Design and analysis of a sleep and wake-up CMOS low noise amplifier for 5G applications

Abstract

This brief proposes a two-stage cascoded CMOS LNA with common drain envelope detection based power reduction method for the 5G applications of 28 GHz frequency. Dual inductive peaking and stagger tuning techniques are involved to get a 3 dB bandwidth of 2.25 GHz from 26.75 to 29 GHz. Besides, 22 dB of gain is provided by the proposed LNA. Inductive source degeneration helps to reduce the Noise Figure (NF) of the first cascoded stage, and a 2.3 dB of NF is observed in the LNA. The primarily amplified signals from the first cascoded stage are fed to the envelope detector and the second cascoded stage. When the RF signal is received, the envelope detector output will be high, and it turns on the second cascoded stage.

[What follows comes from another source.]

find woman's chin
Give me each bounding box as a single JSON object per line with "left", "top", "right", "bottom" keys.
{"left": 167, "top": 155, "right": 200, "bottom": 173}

In the existing method, the combination of a diode-connected transistor, low pass filter and buffer has been used for the envelope detection. A common drain transistor with an active resistor and capacitor is used in the envelope detection of the proposed method. Here, the power consumption of the LNA is reduced by 25.26% at the sleep mode. The proposed LNA consumes 9.5 mW and 7.1 mW of power from a 1.5 V supply at the active state and sleep state respectively. It requires 0.1235 mm2 of core area in 90 nm technology. Moreover, the behavior of the circuit under process corner variation and temperature variation is analyzed, and Monte–Carlo analysis is performed.